3D plots of the \(f_{11}(t,u)\) and \(f_{22}(t,u)\) distribution functions corresponding to initial data as in Fig. 3

Fig. 5
figure 5

Evolution of the \(f_{11}\) function at steps \(t = 10,30,40,50\), from left to right and from \(top\) to \(bottom\). We initially notice a slight movement to the \(right\), due to the fact that all the rest of the population has a strongly different position about this particular issue. Letting the model evolve in time, a more effective shift is observed

In the second experiment we test the consistence of the model starting from an initial situation in which all the distribution functions are uniform. This basically means that in principle none of the individuals has a particular orientation with respect to the specific issue, irrespective of their node-subsystem. For example, in Fig. 6 we plot the time evolution of the function \(f_{32}\). As result of mutual interactions, an opinion structure emerges, differentiating the orientation of individuals.

Fig. 6
figure 6

Evolution (\(t = 0, t = 3, t = 6.5, t = 10\)) of the distribution \(f_{32}\) when all the initial \(f_{ij}\) are uniform distributions (no individual has any particular orientation with respect to the specific issue). As time goes on, as a result of mutual interactions a structured trend emerges

5 Conclusions and perspectives

The kinetic theory of active particles has shown its ability to model large living-social systems that exhibit complex characters. In this paper we use the KTAP to describe how a collective opinion related to specific issues forms and evolves in time as consequence of mutual interactions of individuals, located in a network, grouped in functional subsystems according their common strategy. The network structure has been introduced here to mimic the geographic distribution of interacting individuals. In Sect. 3 we show how the number of nodes in the network influences the model, in particular the transition probabilities, suggesting that a population with a richer spatial structure will possibly give rise to a more detailed opinion structure. The evolution of the subsystems’ distribution functions, obtained as a balance equations over the microstates, shows how the details of transition probability densities, modeled as stochastic games played among interacting individuals, are able to capture some basic features of opinion formations, revealing the emergence of structures in the distribution functions of functional subsystems that correspond to cooperative/competitive processes as well as learning characters in the individuals exchange of ideas.
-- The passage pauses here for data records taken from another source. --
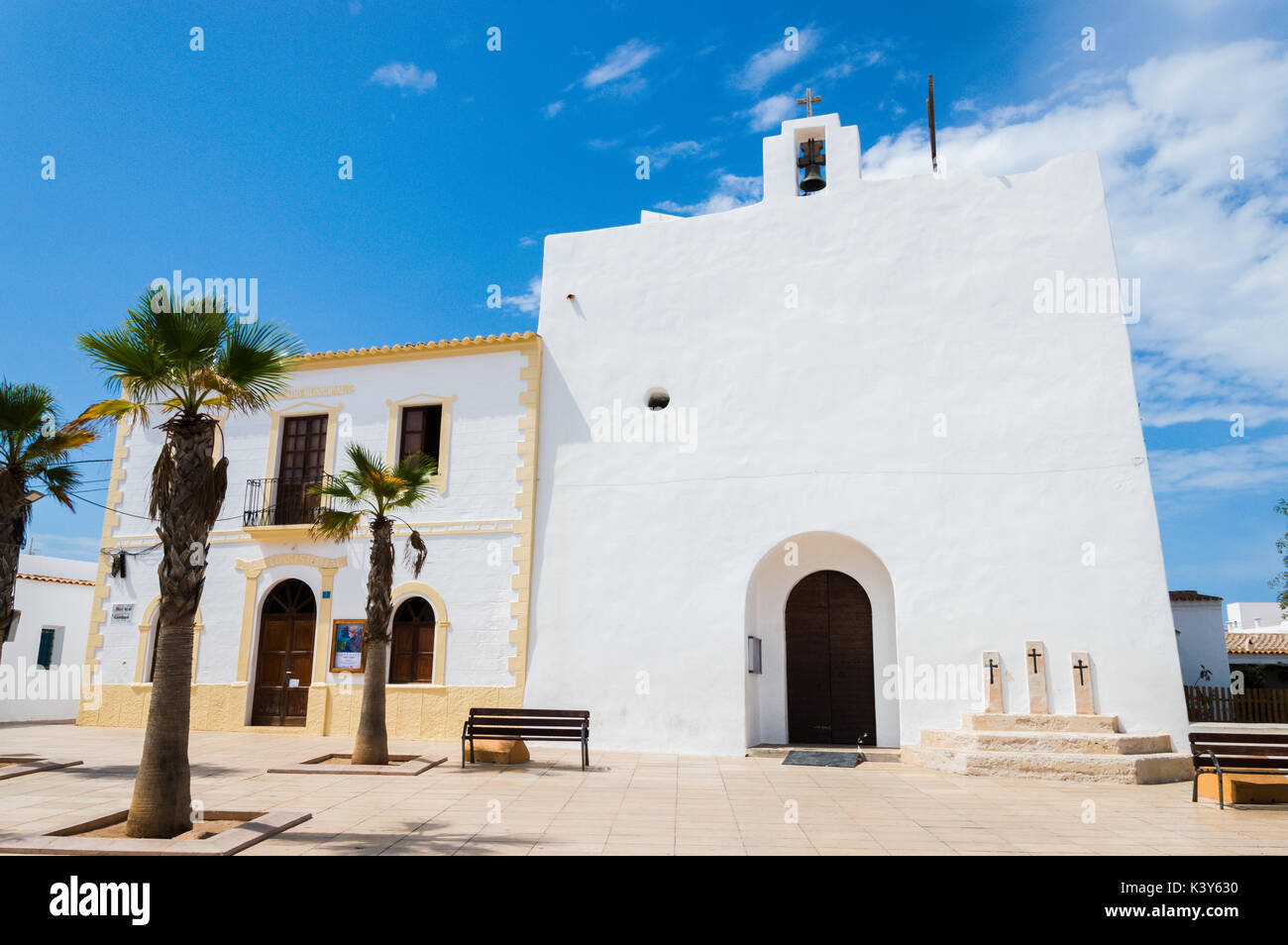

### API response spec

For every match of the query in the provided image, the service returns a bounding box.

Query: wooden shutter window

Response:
[398,403,443,464]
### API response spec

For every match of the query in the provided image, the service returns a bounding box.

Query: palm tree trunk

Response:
[0,475,26,657]
[353,516,394,765]
[125,416,224,838]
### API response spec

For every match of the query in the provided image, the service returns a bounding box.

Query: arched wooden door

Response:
[787,571,877,746]
[250,579,318,725]
[389,597,435,682]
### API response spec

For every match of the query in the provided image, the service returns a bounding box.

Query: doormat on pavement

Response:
[783,752,859,768]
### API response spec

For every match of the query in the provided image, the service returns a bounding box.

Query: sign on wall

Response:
[331,620,368,672]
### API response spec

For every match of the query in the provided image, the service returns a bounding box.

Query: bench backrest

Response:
[1190,731,1288,770]
[471,708,590,740]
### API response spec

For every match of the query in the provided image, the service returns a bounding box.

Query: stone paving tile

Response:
[0,725,1288,856]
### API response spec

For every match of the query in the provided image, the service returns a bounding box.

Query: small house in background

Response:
[0,555,98,722]
[1225,601,1288,688]
[1168,591,1231,686]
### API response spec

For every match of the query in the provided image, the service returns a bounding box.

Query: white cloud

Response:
[743,93,796,132]
[654,173,763,215]
[1149,437,1288,494]
[639,141,715,170]
[731,27,821,91]
[501,275,541,315]
[368,61,438,95]
[581,40,658,90]
[863,40,1288,425]
[823,48,886,80]
[26,532,103,562]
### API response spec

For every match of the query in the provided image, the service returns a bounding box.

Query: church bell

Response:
[796,138,827,193]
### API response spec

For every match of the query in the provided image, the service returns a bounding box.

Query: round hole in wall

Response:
[644,387,671,411]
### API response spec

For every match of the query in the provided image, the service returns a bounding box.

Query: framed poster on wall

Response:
[331,620,368,672]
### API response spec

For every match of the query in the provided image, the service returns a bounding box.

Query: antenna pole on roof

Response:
[926,73,939,173]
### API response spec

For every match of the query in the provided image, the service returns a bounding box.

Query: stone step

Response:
[921,729,1172,755]
[903,748,1194,785]
[962,712,1118,731]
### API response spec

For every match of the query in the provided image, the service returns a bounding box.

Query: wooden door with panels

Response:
[786,571,877,746]
[250,579,317,726]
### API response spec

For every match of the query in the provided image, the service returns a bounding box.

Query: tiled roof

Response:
[300,331,537,362]
[18,575,94,587]
[1225,632,1288,656]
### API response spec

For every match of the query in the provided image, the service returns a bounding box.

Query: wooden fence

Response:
[1185,686,1288,723]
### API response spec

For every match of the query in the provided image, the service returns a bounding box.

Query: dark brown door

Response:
[389,597,434,682]
[273,413,327,525]
[250,579,317,725]
[787,571,877,746]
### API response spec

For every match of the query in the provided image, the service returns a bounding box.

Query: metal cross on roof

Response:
[796,89,823,119]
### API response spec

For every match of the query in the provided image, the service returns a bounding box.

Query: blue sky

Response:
[0,0,1288,600]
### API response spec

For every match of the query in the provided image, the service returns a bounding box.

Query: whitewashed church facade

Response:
[524,115,1186,772]
[80,115,1186,778]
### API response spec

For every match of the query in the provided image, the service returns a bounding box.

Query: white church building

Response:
[80,107,1189,781]
[524,115,1186,779]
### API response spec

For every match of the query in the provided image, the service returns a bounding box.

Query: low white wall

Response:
[0,555,97,722]
[1172,600,1231,686]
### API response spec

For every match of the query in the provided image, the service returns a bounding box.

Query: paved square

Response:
[0,725,1288,856]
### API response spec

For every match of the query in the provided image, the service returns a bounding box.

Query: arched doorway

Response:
[786,571,877,746]
[389,597,435,682]
[250,578,317,726]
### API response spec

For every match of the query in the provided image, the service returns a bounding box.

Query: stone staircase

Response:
[902,712,1194,785]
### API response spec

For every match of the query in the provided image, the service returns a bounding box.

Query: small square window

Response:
[36,627,58,670]
[398,403,443,464]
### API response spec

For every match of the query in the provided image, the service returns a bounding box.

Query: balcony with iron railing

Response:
[242,472,331,532]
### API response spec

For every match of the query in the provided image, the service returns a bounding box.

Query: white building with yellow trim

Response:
[77,332,541,739]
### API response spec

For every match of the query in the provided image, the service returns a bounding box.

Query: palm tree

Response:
[309,443,438,765]
[80,289,303,838]
[0,381,95,648]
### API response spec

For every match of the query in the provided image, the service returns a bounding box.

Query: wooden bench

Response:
[461,708,590,772]
[1190,731,1288,810]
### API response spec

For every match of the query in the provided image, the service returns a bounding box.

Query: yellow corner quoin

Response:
[76,331,542,740]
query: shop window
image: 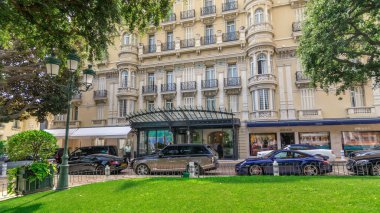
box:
[299,132,331,149]
[249,133,277,156]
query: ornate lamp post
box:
[46,53,95,190]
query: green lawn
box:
[0,176,380,213]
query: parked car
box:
[348,146,380,158]
[257,144,336,161]
[58,154,128,175]
[132,144,218,175]
[346,150,380,176]
[235,150,332,175]
[55,146,118,163]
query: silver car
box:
[132,144,218,175]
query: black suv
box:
[132,144,218,175]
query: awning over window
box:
[45,126,131,138]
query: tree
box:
[0,0,172,122]
[7,130,58,162]
[298,0,380,94]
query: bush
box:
[8,130,58,161]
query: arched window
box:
[121,70,128,88]
[255,8,264,24]
[123,33,131,45]
[131,71,136,88]
[257,53,268,75]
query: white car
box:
[257,144,336,161]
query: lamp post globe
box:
[45,54,61,76]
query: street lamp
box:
[46,53,95,190]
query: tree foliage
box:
[298,0,380,94]
[8,130,58,161]
[0,0,172,122]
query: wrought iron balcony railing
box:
[142,85,157,94]
[201,5,216,16]
[161,83,177,92]
[181,10,195,19]
[224,77,241,87]
[222,1,237,12]
[181,81,197,90]
[222,31,239,42]
[202,79,218,89]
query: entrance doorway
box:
[280,132,295,149]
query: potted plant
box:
[7,130,58,194]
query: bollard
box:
[189,162,195,178]
[1,162,7,177]
[273,160,280,176]
[340,149,345,160]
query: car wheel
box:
[248,165,263,175]
[303,164,319,176]
[135,164,150,175]
[95,165,106,175]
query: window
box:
[206,97,215,110]
[229,95,239,112]
[119,99,128,117]
[96,106,104,120]
[255,8,264,24]
[121,70,128,88]
[146,101,154,111]
[183,97,194,108]
[257,53,268,75]
[165,100,173,109]
[350,87,365,107]
[300,88,315,110]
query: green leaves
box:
[298,0,380,94]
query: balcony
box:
[298,109,323,120]
[248,74,277,87]
[161,83,177,94]
[296,71,311,88]
[251,110,278,120]
[292,21,302,39]
[181,38,195,48]
[91,119,107,126]
[94,90,107,103]
[161,41,175,51]
[201,5,216,17]
[144,44,157,54]
[347,106,376,118]
[181,81,197,92]
[222,1,238,13]
[222,31,239,42]
[201,35,216,45]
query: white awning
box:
[45,126,131,138]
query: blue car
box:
[235,150,332,175]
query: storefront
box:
[247,118,380,156]
[127,108,240,159]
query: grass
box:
[0,176,380,213]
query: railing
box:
[162,13,176,23]
[201,35,216,45]
[222,1,237,12]
[181,38,195,48]
[296,71,310,81]
[181,81,197,90]
[224,77,241,87]
[161,41,175,51]
[181,10,195,19]
[202,79,218,89]
[161,83,177,92]
[222,31,239,42]
[201,5,216,16]
[292,21,302,32]
[142,85,157,94]
[94,90,107,98]
[144,44,156,53]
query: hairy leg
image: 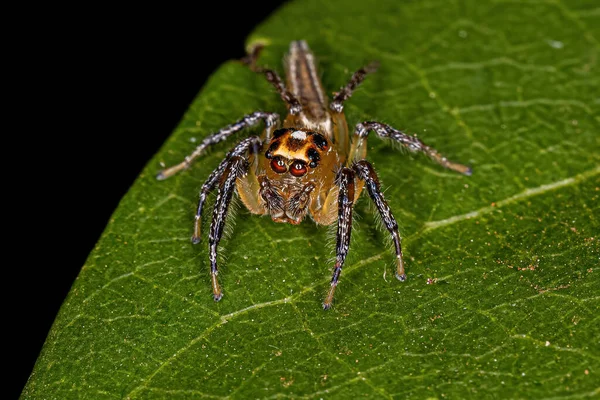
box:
[241,45,302,115]
[352,160,406,281]
[208,155,248,301]
[156,111,279,180]
[192,136,261,244]
[349,121,472,175]
[329,61,379,113]
[323,168,354,310]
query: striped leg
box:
[323,168,354,310]
[192,136,261,244]
[156,111,279,180]
[352,160,406,281]
[353,121,472,175]
[208,146,258,301]
[241,45,302,115]
[329,61,379,113]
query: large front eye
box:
[271,156,287,174]
[290,160,306,177]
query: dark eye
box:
[290,161,306,177]
[271,157,287,174]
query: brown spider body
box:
[157,41,471,309]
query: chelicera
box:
[157,41,471,309]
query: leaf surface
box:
[22,0,600,399]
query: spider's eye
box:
[290,161,306,177]
[271,157,287,174]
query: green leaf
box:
[22,0,600,399]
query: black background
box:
[13,1,283,398]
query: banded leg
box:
[352,160,406,282]
[329,61,379,113]
[192,136,261,244]
[156,111,279,180]
[323,168,354,310]
[208,155,248,301]
[353,121,472,175]
[241,45,302,115]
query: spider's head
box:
[264,128,337,182]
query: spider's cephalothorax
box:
[157,41,471,309]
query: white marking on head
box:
[292,131,306,140]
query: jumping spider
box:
[157,41,471,309]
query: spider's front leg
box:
[350,121,472,175]
[156,111,279,180]
[323,167,354,310]
[352,160,406,282]
[207,136,261,301]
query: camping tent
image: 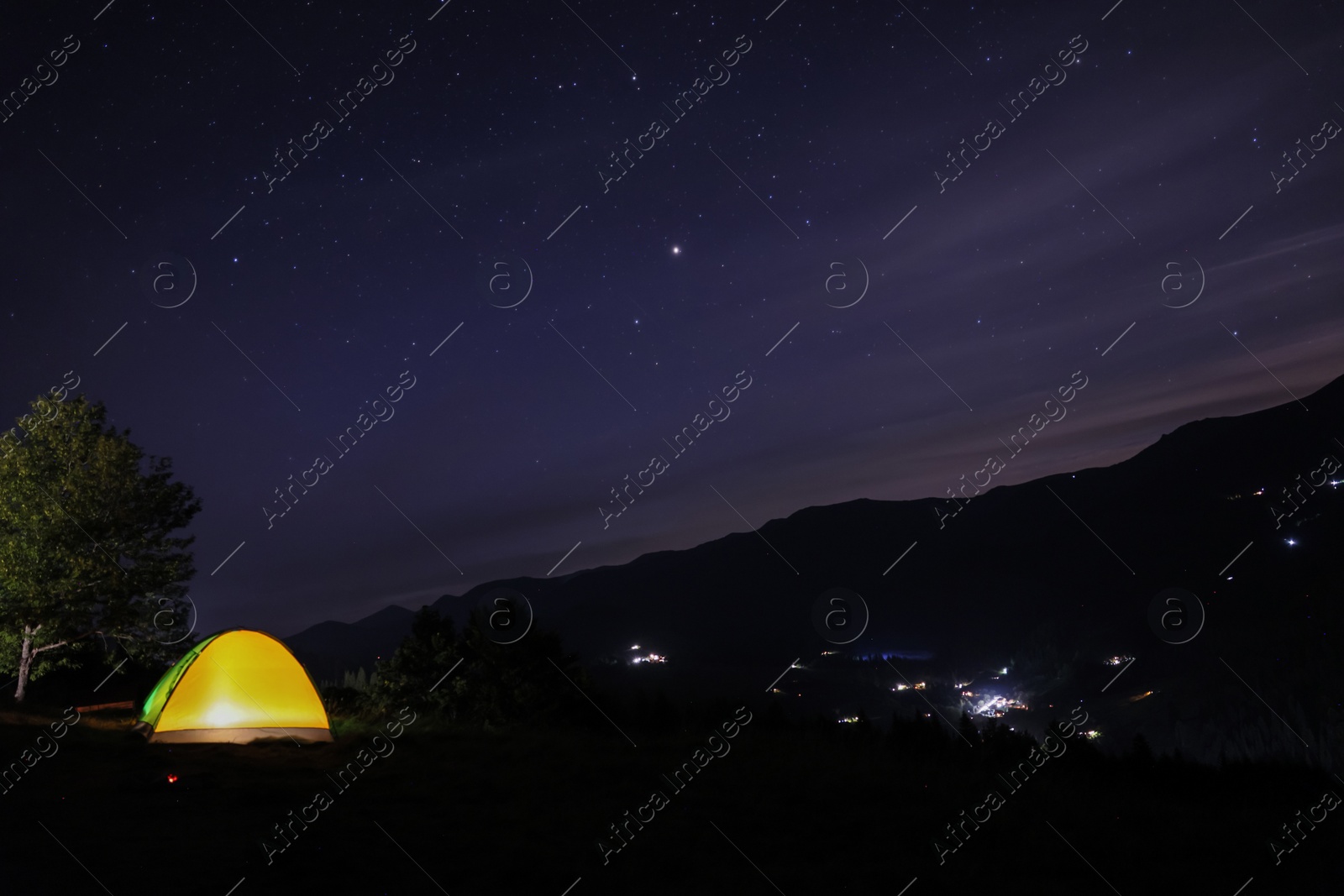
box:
[136,629,332,743]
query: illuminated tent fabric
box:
[136,629,332,743]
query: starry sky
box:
[0,0,1344,634]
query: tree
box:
[0,395,200,701]
[368,607,461,719]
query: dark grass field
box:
[0,706,1344,896]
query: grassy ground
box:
[0,712,1344,896]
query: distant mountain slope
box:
[286,378,1344,686]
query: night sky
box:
[0,0,1344,634]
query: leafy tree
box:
[0,395,200,701]
[368,607,461,719]
[368,607,591,726]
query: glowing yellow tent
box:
[136,629,332,744]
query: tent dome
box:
[136,629,332,743]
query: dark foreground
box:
[0,704,1344,896]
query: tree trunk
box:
[13,626,34,703]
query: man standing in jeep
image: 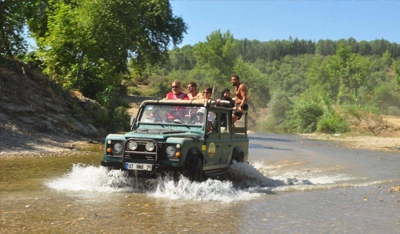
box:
[231,74,249,125]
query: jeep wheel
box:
[185,157,203,182]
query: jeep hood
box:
[125,129,200,140]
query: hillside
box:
[0,59,107,156]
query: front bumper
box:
[101,160,184,174]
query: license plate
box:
[125,163,153,171]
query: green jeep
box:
[101,99,249,181]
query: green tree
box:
[194,30,238,86]
[0,0,38,58]
[33,0,187,96]
[308,44,370,104]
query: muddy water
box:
[0,134,400,233]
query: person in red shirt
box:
[164,80,189,122]
[165,80,189,100]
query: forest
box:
[0,0,400,133]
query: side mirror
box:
[129,117,136,131]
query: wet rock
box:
[31,94,44,107]
[19,117,36,124]
[0,103,35,114]
[0,113,11,122]
[35,121,55,132]
[44,102,65,113]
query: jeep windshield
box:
[134,101,206,131]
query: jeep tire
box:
[185,156,203,182]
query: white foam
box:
[46,162,376,199]
[149,176,259,202]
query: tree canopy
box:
[23,0,187,97]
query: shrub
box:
[317,113,350,133]
[285,100,324,132]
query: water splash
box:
[149,176,259,202]
[46,161,372,199]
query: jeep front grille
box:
[124,138,159,161]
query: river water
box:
[0,133,400,233]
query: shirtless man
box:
[187,82,204,100]
[231,75,249,125]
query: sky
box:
[170,0,400,47]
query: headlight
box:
[146,142,155,151]
[128,141,140,150]
[165,145,176,157]
[113,142,122,153]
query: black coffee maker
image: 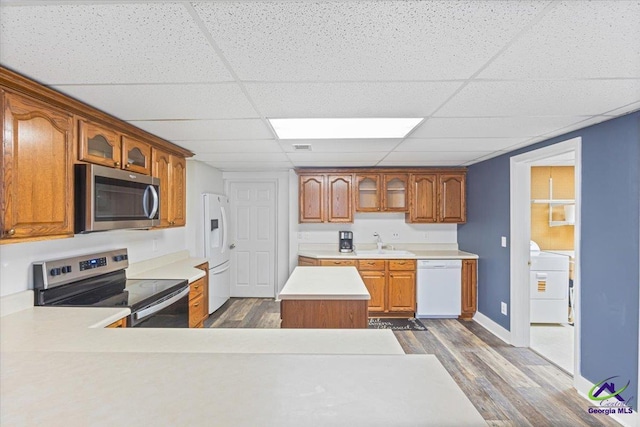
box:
[338,231,353,252]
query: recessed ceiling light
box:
[269,118,422,139]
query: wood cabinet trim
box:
[0,66,194,157]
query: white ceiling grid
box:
[0,0,640,170]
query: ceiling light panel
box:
[479,0,640,79]
[245,81,462,117]
[269,118,422,139]
[130,119,273,145]
[194,1,546,81]
[437,79,640,117]
[0,3,233,84]
[55,83,259,120]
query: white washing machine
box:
[529,243,569,323]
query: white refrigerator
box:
[202,193,232,314]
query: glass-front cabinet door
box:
[383,173,409,212]
[78,120,121,168]
[356,174,382,212]
[122,136,151,175]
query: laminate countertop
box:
[0,291,486,427]
[298,249,478,259]
[279,267,371,300]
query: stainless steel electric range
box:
[33,249,189,328]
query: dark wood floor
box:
[205,298,619,427]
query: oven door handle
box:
[134,286,190,320]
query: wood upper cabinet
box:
[151,148,186,227]
[460,259,478,319]
[327,175,353,222]
[298,175,326,222]
[382,173,409,212]
[0,90,74,243]
[78,119,122,168]
[438,174,467,223]
[406,172,467,223]
[355,173,409,212]
[122,135,151,175]
[355,173,382,212]
[78,119,151,175]
[409,173,438,223]
[299,174,353,223]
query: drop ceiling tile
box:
[206,161,293,172]
[278,139,402,153]
[605,101,640,117]
[245,82,461,118]
[0,2,233,84]
[293,160,378,168]
[395,137,529,151]
[194,153,289,163]
[194,0,547,81]
[383,151,489,164]
[54,83,259,120]
[129,119,274,145]
[479,0,640,79]
[436,79,640,117]
[287,152,387,166]
[411,116,587,138]
[175,139,282,154]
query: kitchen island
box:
[280,267,371,329]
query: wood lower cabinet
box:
[0,89,74,243]
[189,277,209,328]
[151,148,187,227]
[106,317,127,328]
[460,259,478,320]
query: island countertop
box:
[280,267,371,300]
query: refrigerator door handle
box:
[211,263,231,275]
[220,206,228,253]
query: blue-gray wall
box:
[458,112,640,408]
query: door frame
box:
[224,177,280,298]
[509,137,582,378]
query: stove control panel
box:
[33,248,129,289]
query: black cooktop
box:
[36,270,188,311]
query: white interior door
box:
[229,182,276,298]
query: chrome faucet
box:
[373,231,382,251]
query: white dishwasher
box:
[416,259,462,318]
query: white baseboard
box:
[473,311,511,344]
[573,375,640,427]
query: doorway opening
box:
[510,138,581,378]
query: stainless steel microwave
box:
[75,164,160,233]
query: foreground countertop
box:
[298,249,478,259]
[279,267,371,300]
[0,352,486,427]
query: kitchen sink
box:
[356,249,415,258]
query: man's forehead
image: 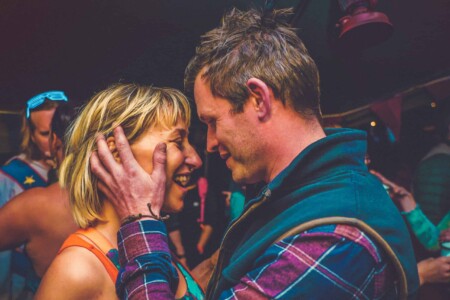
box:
[30,108,55,127]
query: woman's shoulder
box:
[36,247,111,299]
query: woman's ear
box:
[106,136,121,164]
[247,78,272,122]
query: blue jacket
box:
[207,129,419,299]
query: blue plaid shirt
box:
[116,220,395,299]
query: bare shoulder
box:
[35,247,114,300]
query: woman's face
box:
[131,122,202,212]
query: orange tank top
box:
[58,227,119,283]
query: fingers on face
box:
[91,135,117,172]
[106,136,121,164]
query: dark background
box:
[0,0,450,180]
[0,0,450,113]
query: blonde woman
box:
[36,84,202,299]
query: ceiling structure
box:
[0,0,450,114]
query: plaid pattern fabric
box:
[117,220,395,299]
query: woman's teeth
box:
[173,175,191,187]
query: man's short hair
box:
[184,9,321,120]
[20,100,59,160]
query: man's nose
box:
[186,145,203,169]
[206,130,219,152]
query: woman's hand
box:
[90,127,166,220]
[370,170,417,212]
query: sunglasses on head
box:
[27,91,68,119]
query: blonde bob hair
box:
[60,84,191,228]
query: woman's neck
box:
[94,199,120,248]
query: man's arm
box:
[117,221,394,299]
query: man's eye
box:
[173,140,183,149]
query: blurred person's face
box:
[30,108,55,158]
[131,122,202,212]
[49,133,64,167]
[194,75,266,184]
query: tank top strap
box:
[58,229,119,283]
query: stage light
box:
[336,0,393,52]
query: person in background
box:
[0,91,68,298]
[91,10,418,299]
[370,170,450,285]
[0,103,77,299]
[412,104,450,225]
[35,84,203,300]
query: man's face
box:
[30,108,55,158]
[194,75,265,184]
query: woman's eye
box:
[173,140,183,149]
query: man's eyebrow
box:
[170,128,188,137]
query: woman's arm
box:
[35,247,117,300]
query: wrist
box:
[120,203,170,226]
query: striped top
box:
[116,220,395,299]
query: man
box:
[0,91,67,294]
[91,10,418,299]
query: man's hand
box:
[90,127,166,220]
[417,256,450,285]
[370,170,416,212]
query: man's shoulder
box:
[279,224,383,263]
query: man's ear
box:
[106,136,120,163]
[247,78,272,122]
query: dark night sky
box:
[0,0,450,113]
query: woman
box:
[36,84,202,299]
[370,170,450,286]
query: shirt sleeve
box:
[116,220,178,299]
[401,205,440,251]
[220,225,395,299]
[117,221,395,299]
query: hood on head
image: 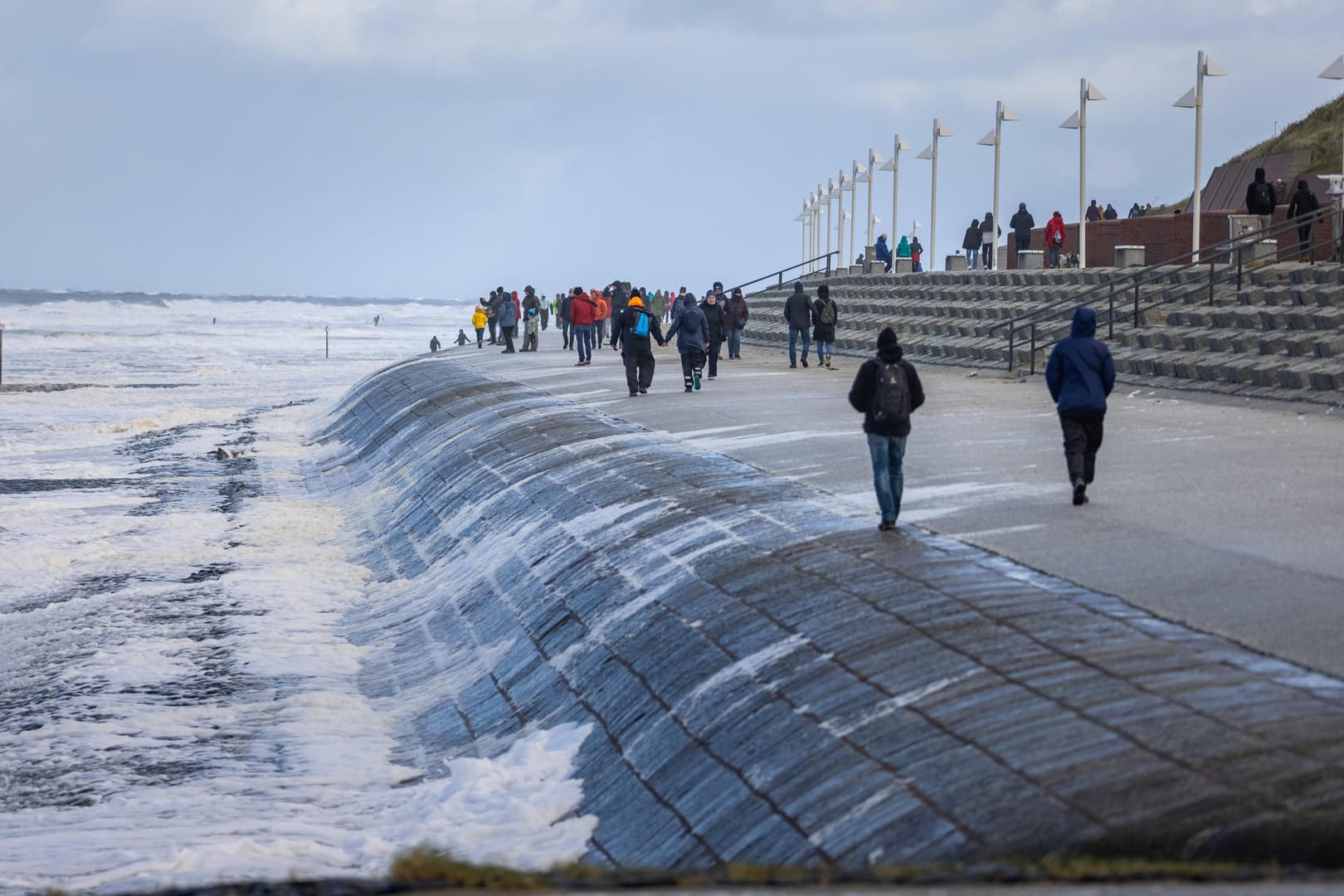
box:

The arising of such collective behaviors is strictly related to the strong nonlinearities appearing in the r.h.s of (2), as discussed in [27]. It is worth to stress that in the present paper only “spontaneous” mutual interactions govern the evolution of opinions trend and that no comparison has even been attempted with real data. In a forthcoming paper we introduce the “pressure” of external agents having the specific goal to bias individuals opinion toward their proper interests, as in an election campaign or in advertising, and analyze the results of the KTAP based modeling approach with the existing literature [2830].